Chile: candidates battle for moderate votes as presidential race nears end

Chile: candidates battle for moderate votes as presidential race nears end

Chile’s presidential race is hurtling towards its conclusion with the two remaining candidates battling to secure moderate votes in a deeply divided political landscape.

Far-right candidate José Antonio Kast secured a two-point victory in November’s first round, but polls show that Gabriel Boric – the leftwing former student leader he will face in the 19 December runoff – now holds a narrow lead.

Since the first round, Kast has undertaken a whistlestop tour of the US – where he met conservative politicians including Marco Rubio – while back in Chile he has concentrated on attracting other right-leaning candidates’ vote share.

Boric, meanwhile, has taken his campaign into the communities where his message failed to resonate.

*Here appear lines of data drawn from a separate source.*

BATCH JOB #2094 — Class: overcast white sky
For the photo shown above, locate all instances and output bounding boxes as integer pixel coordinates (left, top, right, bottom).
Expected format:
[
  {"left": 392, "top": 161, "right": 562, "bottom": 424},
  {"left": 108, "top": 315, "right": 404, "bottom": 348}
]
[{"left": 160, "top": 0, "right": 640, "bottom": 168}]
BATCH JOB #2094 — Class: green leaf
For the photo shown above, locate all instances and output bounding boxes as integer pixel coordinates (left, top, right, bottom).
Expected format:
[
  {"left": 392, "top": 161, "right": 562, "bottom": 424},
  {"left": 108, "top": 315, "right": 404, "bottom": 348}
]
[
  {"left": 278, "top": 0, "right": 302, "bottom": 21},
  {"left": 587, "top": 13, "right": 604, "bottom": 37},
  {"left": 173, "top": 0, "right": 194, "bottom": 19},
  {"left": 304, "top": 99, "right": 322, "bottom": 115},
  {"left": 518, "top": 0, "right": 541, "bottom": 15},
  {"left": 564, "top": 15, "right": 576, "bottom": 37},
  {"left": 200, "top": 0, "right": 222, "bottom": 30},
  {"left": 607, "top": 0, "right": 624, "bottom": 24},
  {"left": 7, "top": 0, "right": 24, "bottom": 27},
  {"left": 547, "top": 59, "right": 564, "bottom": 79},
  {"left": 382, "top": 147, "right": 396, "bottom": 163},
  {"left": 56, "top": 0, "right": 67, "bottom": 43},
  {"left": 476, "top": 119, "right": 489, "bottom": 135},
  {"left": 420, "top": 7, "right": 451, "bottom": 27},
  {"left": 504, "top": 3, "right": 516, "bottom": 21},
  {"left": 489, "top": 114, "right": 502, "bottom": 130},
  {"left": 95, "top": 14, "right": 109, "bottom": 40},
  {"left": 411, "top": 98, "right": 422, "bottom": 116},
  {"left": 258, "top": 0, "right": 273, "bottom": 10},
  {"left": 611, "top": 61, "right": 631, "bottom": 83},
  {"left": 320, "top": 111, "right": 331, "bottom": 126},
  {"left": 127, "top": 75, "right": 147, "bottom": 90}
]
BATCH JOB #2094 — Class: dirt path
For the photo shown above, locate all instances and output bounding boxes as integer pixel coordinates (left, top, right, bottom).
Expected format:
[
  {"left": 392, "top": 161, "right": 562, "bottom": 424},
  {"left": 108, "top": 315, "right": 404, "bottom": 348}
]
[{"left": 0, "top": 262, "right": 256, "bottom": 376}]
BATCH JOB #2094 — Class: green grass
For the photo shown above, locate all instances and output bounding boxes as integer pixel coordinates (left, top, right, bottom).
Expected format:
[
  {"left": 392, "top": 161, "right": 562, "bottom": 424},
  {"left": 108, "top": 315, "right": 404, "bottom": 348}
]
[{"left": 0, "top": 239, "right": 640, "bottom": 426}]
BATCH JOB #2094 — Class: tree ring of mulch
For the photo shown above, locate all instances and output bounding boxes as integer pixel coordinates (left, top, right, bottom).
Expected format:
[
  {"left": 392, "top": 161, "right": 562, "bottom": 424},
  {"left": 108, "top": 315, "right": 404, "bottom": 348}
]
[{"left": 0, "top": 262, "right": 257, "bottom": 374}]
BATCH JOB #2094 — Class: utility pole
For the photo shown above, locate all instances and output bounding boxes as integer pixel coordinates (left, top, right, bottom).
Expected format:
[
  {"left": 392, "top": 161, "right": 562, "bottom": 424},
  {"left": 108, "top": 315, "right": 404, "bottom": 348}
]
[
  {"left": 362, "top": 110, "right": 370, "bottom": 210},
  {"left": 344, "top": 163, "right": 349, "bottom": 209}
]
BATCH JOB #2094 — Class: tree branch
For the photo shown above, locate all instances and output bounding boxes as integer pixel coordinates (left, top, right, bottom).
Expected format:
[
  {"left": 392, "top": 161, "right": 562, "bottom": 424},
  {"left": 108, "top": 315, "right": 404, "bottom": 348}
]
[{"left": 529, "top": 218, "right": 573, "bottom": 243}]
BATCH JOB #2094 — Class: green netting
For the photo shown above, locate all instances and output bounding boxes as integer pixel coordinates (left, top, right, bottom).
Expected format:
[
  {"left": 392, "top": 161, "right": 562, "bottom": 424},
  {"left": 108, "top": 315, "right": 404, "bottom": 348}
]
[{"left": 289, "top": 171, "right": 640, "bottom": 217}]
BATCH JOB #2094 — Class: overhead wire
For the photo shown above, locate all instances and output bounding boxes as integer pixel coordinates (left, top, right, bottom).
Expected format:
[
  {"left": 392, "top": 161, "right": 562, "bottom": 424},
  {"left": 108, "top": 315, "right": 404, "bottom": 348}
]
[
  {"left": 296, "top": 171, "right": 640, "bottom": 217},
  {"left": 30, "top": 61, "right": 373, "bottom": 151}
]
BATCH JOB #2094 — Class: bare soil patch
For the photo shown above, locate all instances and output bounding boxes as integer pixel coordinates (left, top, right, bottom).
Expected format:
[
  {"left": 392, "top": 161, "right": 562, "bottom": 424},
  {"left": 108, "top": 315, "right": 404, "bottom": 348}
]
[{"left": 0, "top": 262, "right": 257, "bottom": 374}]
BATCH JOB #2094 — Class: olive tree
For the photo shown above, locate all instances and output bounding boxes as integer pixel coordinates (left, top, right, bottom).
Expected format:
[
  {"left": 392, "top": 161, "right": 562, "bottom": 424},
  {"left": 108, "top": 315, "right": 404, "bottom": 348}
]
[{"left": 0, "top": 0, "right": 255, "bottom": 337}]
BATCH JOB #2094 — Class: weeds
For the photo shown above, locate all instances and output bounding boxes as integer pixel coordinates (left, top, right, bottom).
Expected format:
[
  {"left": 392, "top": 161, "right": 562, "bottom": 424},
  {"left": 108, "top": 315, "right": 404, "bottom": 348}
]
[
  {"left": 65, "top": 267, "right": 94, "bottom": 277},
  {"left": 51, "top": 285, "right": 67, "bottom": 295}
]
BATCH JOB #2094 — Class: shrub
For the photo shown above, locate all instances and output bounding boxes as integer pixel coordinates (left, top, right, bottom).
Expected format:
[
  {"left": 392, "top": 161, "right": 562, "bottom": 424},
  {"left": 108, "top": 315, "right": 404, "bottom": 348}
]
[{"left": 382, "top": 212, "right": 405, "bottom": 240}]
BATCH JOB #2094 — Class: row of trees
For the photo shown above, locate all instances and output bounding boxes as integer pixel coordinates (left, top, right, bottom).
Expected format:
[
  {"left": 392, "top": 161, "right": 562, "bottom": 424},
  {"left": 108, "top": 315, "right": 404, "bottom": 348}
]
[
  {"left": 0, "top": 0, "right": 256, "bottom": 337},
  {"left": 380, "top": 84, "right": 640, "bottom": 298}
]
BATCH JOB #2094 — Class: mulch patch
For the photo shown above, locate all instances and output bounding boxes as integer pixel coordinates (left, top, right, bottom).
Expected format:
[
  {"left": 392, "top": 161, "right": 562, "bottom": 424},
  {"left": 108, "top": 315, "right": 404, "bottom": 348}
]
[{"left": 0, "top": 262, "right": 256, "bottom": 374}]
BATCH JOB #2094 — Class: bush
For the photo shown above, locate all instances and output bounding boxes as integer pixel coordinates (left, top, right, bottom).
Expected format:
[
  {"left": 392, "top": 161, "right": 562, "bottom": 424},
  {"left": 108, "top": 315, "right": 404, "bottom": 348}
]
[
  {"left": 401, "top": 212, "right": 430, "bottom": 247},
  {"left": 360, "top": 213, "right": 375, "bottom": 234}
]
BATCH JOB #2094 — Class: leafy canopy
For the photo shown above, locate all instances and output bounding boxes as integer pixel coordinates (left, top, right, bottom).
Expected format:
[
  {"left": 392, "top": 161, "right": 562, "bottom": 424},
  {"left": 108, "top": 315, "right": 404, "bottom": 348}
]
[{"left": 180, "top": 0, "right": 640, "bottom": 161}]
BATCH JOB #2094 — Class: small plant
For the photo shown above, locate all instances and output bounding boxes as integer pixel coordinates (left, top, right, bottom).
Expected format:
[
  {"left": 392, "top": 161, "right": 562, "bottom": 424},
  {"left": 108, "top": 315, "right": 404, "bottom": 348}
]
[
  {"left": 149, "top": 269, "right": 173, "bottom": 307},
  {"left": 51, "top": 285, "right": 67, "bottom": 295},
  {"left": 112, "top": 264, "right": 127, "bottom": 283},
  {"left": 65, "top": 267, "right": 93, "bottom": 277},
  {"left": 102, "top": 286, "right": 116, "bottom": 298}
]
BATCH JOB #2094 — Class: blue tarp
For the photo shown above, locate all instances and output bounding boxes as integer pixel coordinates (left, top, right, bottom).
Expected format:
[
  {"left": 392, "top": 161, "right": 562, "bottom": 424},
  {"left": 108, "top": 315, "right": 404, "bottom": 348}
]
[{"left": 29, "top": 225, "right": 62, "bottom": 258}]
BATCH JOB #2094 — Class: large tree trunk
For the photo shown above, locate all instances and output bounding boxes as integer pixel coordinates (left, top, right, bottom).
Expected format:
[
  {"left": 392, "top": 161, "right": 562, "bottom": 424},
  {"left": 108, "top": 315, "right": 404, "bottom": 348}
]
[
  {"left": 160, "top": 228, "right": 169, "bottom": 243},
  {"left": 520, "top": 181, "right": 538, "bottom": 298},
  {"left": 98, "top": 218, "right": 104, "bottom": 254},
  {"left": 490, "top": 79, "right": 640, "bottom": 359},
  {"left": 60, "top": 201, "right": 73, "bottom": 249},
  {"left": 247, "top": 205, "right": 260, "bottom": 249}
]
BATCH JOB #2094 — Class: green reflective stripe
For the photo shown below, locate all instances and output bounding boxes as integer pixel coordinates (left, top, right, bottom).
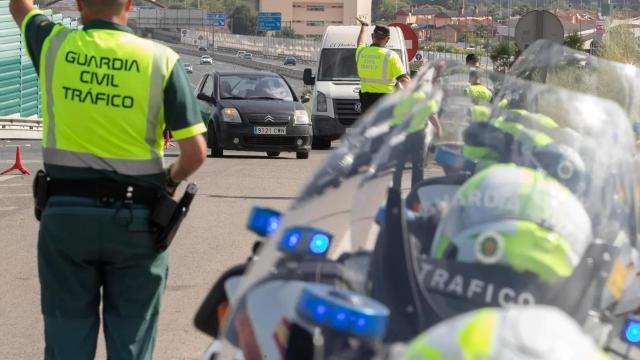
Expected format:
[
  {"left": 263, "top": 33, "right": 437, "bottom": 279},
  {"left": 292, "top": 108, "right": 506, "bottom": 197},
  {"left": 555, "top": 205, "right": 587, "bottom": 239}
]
[
  {"left": 145, "top": 43, "right": 165, "bottom": 158},
  {"left": 501, "top": 221, "right": 574, "bottom": 283},
  {"left": 42, "top": 148, "right": 164, "bottom": 176},
  {"left": 458, "top": 309, "right": 498, "bottom": 360},
  {"left": 381, "top": 49, "right": 395, "bottom": 79},
  {"left": 44, "top": 28, "right": 71, "bottom": 147},
  {"left": 360, "top": 78, "right": 396, "bottom": 85}
]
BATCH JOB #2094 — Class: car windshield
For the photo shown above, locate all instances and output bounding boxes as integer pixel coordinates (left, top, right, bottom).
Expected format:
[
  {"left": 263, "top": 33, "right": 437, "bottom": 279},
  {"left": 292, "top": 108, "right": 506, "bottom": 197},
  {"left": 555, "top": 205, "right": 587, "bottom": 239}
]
[
  {"left": 220, "top": 75, "right": 293, "bottom": 101},
  {"left": 220, "top": 42, "right": 640, "bottom": 358}
]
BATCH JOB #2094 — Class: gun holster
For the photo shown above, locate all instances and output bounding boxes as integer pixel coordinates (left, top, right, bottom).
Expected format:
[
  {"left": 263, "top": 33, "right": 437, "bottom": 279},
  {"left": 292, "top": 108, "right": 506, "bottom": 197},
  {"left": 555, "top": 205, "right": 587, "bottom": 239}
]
[{"left": 33, "top": 170, "right": 51, "bottom": 221}]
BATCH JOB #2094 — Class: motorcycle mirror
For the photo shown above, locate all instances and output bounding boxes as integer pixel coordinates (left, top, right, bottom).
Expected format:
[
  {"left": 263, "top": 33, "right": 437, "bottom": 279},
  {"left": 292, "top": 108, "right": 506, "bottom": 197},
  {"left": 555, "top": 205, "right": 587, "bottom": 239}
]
[{"left": 247, "top": 207, "right": 282, "bottom": 237}]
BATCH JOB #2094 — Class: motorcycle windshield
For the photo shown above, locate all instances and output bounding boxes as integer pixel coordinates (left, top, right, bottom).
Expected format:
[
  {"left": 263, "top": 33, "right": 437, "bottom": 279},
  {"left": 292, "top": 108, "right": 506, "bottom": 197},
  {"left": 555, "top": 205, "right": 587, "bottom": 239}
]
[{"left": 226, "top": 40, "right": 636, "bottom": 352}]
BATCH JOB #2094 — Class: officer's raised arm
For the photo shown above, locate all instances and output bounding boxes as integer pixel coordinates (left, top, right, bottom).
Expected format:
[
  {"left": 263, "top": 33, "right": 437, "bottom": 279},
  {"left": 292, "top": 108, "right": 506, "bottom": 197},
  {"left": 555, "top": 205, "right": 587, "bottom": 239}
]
[{"left": 356, "top": 16, "right": 369, "bottom": 47}]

“Boric’s vote is urban, progressive, and largely concentrated in Santiago,” said María Cristina Escudero, a political scientist at the University of Chile. “But both candidates have had to physically take their message to the rural and marginalised areas they weren’t able to reach via social media.”

Boric’s campaign has split into four simultaneous tours of Chile, hoping to spread his message that “hope” would triumph over “fear”.

In Chile’s extreme north, he has been represented by Dr Izkia Siches, the former head of Chile’s medical union, a hugely popular figure whose measured, pragmatic leadership over the course of the pandemic won her widespread plaudits.

Down in the south of the country – where Kast won a large majority of the vote – Karol Cariola, a Communist party congresswoman from Boric’s student leader generation, has been knocking on doors alongside a team of mayors and supporters.

“We want to open a million doors in every district and neighbourhood of our country,” she told the Guardian. “We need to look people in the eye and explain to them what Gabriel Boric’s campaign is all about, and how it differs from [Kast’s],” she said. “That’s why it is so important that we are doing these tours.”

Boric himself is visiting key battleground areas, and in Rancagua and Curicó, two cities south of the capital, Santiago, the fourth tour has been led by an enthusiastic set of artists, actors, musicians and cultural figures.

At each stop they are parking a container truck which has been converted into a stage to give free concerts and rousing speeches.

“The reception has been beautiful – people are joyful and engaged with our campaign,” said Francisca Gavilán, the actor who portrayed revered folklorist Violeta Parra in the 2011 biopic Violeta Went to Heaven. She has been performing covers of Parra’s songs to the crowds.

“It’s vital that the cultural scene in Chile has a president that sees and respects us,” says Gavilán, “Without culture, a nation dies: it’s constricted and it shrinks – like a country without education.”

And while both Kast and Boric scrap for the votes, the political class has also realigned itself after the bombshell first round.

Centrist candidate Yasna Provoste and former Socialist party lawmaker Marco Enríquez-Ominami – who took 19% of the first-round vote between them – have backed Boric.

Kast has won support from across the right, speaking at length on a YouTube channel run by businessman Franco Parisi, who surprised many by taking 13% of the vote in the first round despite never setting foot in Chile during the campaigns.

He also belatedly accepted an ultimatum from Sebastián Sichel, a centre-right former minister who himself won 13% of the votes, demanding that he moderate elements of his programme in exchange for his support.

Eduardo Artés, a 70-year-old communist who won less than 1% of the vote, has refused to back either candidate.

The first round of the election was characterised by historically low participation – even for Chile, where more than half of the electorate typically abstain. Only 47% of registered voters turned out in November.

“If people turn out to vote, that favours Boric,” said Escudero. “But that’s a big ‘if’ – and it makes the whole election very uncertain.”